Use of a Chemical Repellent to Improve Sea Lamprey Control Michigan State University $392,823 The project will demonstrate the effectiveness of using a chemical repellant to prevent sea lamprey from entering three potential lamprey spawning streams in Michigan that have a history of lamprey infestation. The use of the chemical repellent is expected to improve the efficiency of the sea lamprey pesticide control program by limiting sea lamprey spawning activity (and the need for pesticide treatments) to a smaller number of Great Lakes watersheds.

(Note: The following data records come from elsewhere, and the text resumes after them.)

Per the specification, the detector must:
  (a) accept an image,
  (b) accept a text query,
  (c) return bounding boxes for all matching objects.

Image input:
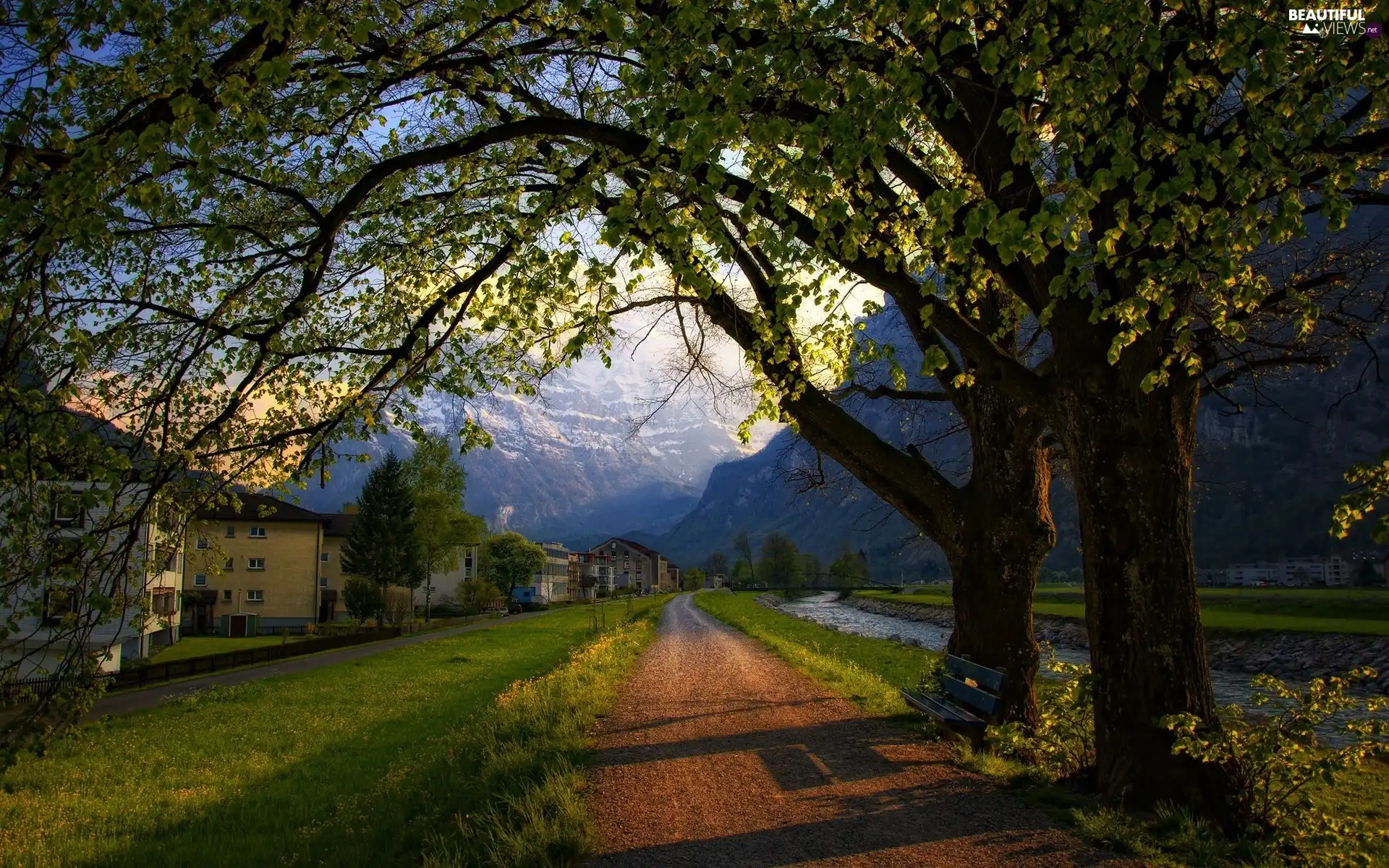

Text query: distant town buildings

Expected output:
[589,536,681,595]
[0,480,184,678]
[569,551,613,600]
[1216,554,1385,587]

Invasive Plant Control, Ashtabula River Watershed The Nature Conservancy $345,741 The project will reduce the abundance and distribution of invasive plant species including Phragmites australis, purple loosestrife, and hybrid cattail on 400 acres of land in the Ashtabula River watershed in Ohio. A map of invasive plant species will be used by the project manager to identify stream areas and wetlands where control of invasive species is a priority. The project will reduce the migration of invasive plants to floodplains, stream corridors and wetlands located outside the Ashtabula Area of Concern.
Invasive Species Removal in Southeast Wisconsin The Ozaukee Washington Land Trust Inc. $448,663 The project consists of an inventory of invasive plant species in approximately 1,500 acres of wetland and riparian habitats in a six-county area of Southeast Wisconsin, followed by chemical treatment and elimination of these invasive plants and re-seeding of the treated areas with native species. The project will restore and protect wetlands and stream segments currently threatened by infestations of invasive plant species.
Invasive Species Control on Tribal Lands in Wisconsin Wisconsin Tribal Conservation Advisory Council Inc $399,978 The project will remove terrestrial and aquatic invasive plant species such as Phragmites, purple loosestrife, and narrow leaf cattail from 1,000 acres of tribal lands within the Great Lakes Basin in Wisconsin. In addition, through the applicant's existing partnership with the Natural Resources Conservation Service, the project will establish new culturally acceptable tribal technical standards for "non-herbicide" invasive species control.